I don’t find that irritating or upsetting. If anything, I find it challenging to see the task being passed to us, the task of taking these fabulously interesting theories about the history of the planet and suffusing them with our ongoing, ineradicable faith in God the Creator. As I never seem to tire of observing both on and off the bimah, every true statement by definition must be congruent with every other true statement. As a result, it hardly behooves us to ignore people who, possessed of remarkable insight into the nature of things, invite us to view the universe in a brand-new way.

At Shelter Rock, we have undertaken a “Green Initiative” to promote ecological awareness and activism in our community. Nothing that is or will be proposed is going to speak directly to the disappearance of the great auk, the last remaining one of which was strangled by egg-hunters in Iceland in 1844, or the decline of the great coral reefs that Kolbert writes about so passionately.
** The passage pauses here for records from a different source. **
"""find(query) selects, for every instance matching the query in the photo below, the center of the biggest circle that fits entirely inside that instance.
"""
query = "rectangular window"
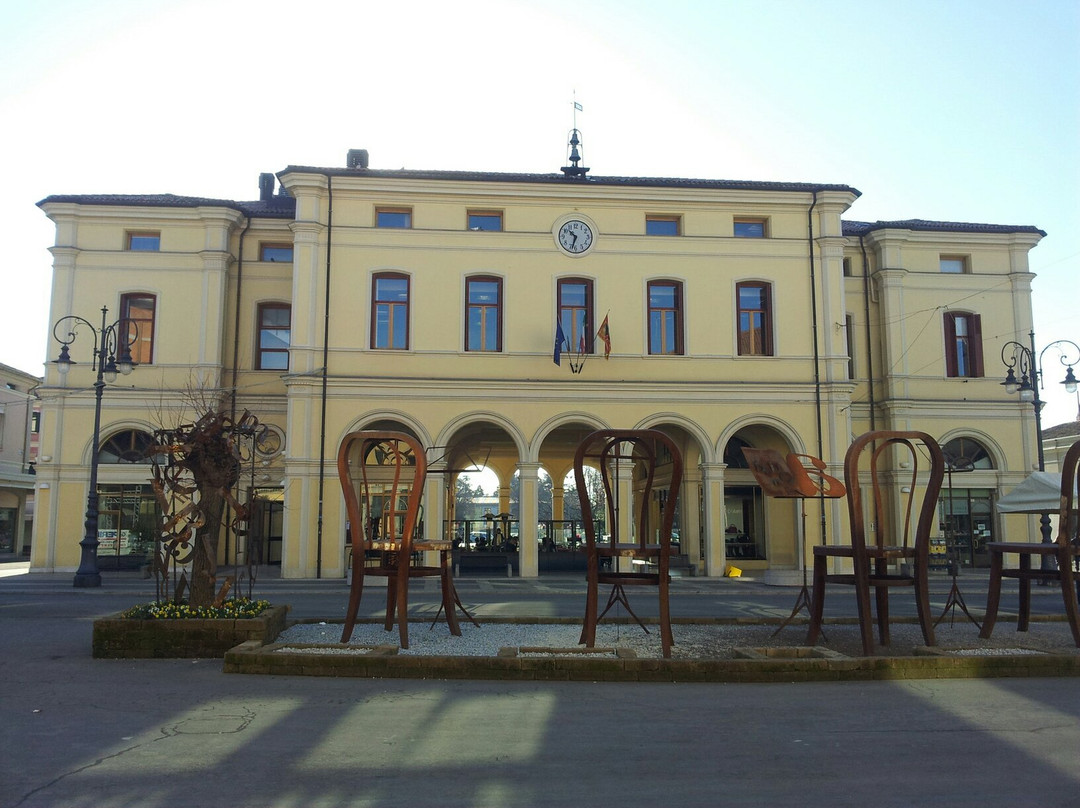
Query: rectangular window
(275, 253)
(754, 317)
(750, 228)
(954, 264)
(849, 330)
(662, 226)
(275, 334)
(665, 318)
(963, 345)
(138, 311)
(485, 220)
(576, 313)
(390, 311)
(483, 313)
(147, 242)
(401, 217)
And yet…once you start thinking in global terms or start imagining the history of the planet in terms of geological eons, you really can only proceed down one of two roads. You can find anything we do to be of such infinitesimal insignificance so as to make any effort on behalf of the world and its fauna or flora sound and feel ridiculous. Or you can decide to do…something. You won’t change the world. You won’t even affect it all that much. You certainly won’t bring back the auk. But you’ll have made yourself into a player, into someone who, not content to go down with the ship without at least attempting to survive, did what he or she could to avert the Sixth Extinction that Elizabeth Kolbert says is already well underway…but which could also—somehow, possibly—be reversed by the very same people responsible for bringing it about in the first place.

There’s a famous midrash that features imagines God taking Adam on the tour of the garden and showing him all the trees and plant life. “I’ve made all this for you,” God soothingly tells the first human, before getting to the real point. “Take care not to wreck it,” God continues, “because there simply won’t be anyone to repair it if you do.” There’s a certain naïve charm to that midrash…but behind the charm there is a monitory tone that we would be wrong to pass by too quickly. What Elizabeth Kolbert would make of such a text, I don’t know…but I can guess. “You made this mess,” I can imagine her saying. “And you can at least try to clean it up.”